Only it wasn’t. Damn, damn, blast and dammit. (Shit, gimme the reference?!)

I smiled through a lot of losses for the Portland Timbers in 2016, we all did.  They did, too, and, trust me, it was much, much, much worse for them. Still, we felt less than optimal and, well, noted. Look, we have a right to our feelings, too. We do. Shut up.

At any rate, tonight’s loss to Real Salt Lake, 4-to-a-participation-ribbon-1, and at home, well, that poses questions. Several of them, in fact. Fans, or at least me as a singular person among them, looked at what the Timbers did in the off-season and, broadly, it made sense. Or sense enough. And, yes, one of the things the Timbers did this off-season – let’s just call him David Guzman - was, in fact, gone tonight (there were other things, however, who were present). So was Diego Chara. So was Darlington Nagbe, Liam Ridgewell. Uh, Alvas Powell…hmm, is that everyone?
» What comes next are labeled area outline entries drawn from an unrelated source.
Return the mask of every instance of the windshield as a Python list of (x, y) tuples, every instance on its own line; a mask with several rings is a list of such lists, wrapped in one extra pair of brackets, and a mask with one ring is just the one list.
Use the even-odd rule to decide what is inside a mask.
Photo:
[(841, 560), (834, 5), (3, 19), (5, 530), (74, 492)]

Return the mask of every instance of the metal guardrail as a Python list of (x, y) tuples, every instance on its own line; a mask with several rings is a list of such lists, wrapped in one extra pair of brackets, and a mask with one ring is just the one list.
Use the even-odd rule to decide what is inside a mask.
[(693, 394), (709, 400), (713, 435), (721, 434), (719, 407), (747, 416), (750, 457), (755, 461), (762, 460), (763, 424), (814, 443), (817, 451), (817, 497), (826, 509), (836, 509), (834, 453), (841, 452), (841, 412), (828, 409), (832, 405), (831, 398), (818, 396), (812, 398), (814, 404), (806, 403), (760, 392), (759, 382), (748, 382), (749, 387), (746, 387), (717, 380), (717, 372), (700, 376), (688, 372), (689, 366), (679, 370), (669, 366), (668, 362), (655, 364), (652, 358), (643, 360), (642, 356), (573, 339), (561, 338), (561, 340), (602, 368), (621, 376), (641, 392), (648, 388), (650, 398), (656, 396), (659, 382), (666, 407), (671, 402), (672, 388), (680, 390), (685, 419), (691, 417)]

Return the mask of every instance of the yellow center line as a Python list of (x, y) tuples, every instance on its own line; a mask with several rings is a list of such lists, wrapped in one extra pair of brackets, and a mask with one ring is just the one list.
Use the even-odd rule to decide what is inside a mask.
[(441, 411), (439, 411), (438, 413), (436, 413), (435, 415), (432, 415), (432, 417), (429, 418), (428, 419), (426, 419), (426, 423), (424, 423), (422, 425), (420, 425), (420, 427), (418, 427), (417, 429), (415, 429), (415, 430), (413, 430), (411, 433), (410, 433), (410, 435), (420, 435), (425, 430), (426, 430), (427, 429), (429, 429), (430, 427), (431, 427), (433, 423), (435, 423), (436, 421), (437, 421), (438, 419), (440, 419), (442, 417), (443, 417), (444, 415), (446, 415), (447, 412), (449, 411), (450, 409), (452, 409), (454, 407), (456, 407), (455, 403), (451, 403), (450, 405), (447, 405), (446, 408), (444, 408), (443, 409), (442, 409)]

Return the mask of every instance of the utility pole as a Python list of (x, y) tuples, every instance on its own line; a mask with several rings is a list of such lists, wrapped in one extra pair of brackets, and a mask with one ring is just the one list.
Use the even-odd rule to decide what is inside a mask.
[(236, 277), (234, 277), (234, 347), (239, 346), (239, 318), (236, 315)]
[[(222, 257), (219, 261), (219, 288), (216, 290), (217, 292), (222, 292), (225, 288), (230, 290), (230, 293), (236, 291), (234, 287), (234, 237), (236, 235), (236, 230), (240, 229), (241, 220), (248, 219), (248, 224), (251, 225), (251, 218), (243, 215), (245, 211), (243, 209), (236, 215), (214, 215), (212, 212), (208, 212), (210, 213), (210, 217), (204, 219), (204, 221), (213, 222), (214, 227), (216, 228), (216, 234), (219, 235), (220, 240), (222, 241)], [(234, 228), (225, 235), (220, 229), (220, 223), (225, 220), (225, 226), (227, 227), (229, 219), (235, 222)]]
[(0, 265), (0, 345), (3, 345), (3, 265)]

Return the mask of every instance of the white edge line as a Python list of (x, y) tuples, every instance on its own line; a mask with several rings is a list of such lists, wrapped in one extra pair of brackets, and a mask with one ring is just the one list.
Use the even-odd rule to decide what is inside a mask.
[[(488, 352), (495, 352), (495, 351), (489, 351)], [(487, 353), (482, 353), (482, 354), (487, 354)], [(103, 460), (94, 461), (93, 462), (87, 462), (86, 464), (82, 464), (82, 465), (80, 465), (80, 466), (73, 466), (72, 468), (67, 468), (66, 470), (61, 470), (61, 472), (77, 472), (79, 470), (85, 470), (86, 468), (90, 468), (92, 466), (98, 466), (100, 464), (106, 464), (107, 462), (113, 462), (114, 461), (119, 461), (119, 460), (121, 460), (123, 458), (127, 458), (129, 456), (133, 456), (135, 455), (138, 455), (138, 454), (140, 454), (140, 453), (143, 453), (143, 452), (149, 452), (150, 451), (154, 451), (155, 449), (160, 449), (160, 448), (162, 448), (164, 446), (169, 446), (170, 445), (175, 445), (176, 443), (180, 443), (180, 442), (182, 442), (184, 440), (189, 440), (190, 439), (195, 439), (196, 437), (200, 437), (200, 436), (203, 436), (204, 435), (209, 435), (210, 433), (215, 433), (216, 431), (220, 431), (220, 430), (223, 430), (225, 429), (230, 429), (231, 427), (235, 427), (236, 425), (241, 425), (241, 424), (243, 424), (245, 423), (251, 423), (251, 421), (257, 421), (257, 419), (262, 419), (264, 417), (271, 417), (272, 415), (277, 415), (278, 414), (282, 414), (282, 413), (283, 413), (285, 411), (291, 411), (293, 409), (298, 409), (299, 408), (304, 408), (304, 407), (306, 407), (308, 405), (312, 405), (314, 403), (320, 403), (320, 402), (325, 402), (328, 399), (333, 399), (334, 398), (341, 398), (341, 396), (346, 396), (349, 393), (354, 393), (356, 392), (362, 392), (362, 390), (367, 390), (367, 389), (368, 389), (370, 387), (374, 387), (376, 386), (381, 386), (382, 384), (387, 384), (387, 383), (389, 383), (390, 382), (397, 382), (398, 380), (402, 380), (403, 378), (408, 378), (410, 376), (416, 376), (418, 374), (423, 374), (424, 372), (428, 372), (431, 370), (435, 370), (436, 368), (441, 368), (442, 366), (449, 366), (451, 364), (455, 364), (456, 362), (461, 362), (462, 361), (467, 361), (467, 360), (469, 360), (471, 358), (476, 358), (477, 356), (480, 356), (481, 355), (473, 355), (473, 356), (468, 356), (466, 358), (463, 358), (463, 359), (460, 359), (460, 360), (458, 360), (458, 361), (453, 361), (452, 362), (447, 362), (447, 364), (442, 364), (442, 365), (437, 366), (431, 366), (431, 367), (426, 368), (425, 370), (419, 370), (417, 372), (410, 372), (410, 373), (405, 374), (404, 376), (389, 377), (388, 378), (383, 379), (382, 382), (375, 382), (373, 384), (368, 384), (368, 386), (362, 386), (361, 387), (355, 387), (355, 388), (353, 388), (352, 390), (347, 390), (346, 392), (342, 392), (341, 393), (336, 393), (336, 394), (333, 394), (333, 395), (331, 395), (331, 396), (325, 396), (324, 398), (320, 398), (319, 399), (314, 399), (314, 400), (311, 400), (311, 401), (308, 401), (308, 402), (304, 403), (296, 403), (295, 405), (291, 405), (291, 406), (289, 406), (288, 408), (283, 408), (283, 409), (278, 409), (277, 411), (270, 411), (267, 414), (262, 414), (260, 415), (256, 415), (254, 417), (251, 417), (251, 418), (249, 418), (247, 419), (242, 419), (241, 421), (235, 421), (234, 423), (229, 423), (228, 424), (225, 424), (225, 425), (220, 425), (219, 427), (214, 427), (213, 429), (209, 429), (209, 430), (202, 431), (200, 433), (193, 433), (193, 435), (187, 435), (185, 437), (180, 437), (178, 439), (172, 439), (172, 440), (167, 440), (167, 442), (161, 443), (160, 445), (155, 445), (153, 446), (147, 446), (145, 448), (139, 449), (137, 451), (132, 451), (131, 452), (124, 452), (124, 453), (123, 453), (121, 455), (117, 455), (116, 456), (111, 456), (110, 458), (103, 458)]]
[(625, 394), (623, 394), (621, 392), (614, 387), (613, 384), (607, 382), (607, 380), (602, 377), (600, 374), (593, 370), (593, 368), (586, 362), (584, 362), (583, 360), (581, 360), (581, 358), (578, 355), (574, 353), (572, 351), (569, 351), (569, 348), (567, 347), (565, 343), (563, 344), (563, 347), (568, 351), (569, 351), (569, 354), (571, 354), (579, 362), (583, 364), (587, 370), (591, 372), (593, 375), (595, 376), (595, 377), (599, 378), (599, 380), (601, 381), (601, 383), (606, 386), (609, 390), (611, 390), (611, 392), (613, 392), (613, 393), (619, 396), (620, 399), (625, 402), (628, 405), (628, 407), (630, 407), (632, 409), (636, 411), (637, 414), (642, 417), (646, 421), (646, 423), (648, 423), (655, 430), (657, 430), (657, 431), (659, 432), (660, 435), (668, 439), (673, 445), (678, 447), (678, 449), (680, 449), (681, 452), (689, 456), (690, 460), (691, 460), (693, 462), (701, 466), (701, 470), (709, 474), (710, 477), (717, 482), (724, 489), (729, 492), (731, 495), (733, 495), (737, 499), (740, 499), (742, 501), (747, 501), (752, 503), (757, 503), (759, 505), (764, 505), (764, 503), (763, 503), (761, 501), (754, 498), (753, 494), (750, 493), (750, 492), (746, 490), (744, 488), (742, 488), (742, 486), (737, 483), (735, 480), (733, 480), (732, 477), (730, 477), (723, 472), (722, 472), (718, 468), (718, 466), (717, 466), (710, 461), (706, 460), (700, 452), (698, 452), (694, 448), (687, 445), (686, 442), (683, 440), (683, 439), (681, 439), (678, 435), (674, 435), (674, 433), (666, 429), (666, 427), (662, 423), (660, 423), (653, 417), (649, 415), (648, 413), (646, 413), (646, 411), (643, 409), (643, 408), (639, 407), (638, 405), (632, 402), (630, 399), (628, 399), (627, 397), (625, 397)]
Is it ballpark? If so, isn’t that good enough.

And, honestly, sorry for all the commas. Jesus Christ, mugged by caveats.

Still, the team had Sebastian Blanco and Diego Valeri and Fanendo Adi, plus the team started the shiny new bauble fans have bayed for all season long, new centerback, Larrys Mabiala. The Timbers had enough of the players who carried them to a slightly positive record (7-7-6 record, with a +3 goal differential) that the omens didn’t spell “holy shit” in blood on the walls.

Wednesday, July 5, 2017

Portland Timbers 2-2 Chicago Fire: On a Good, Irrelevant Threat


What we can do. You've been warned. Also...please don't fight back...
I want this to be brief. That is my intent. We’ll see how I do. Also, how are you?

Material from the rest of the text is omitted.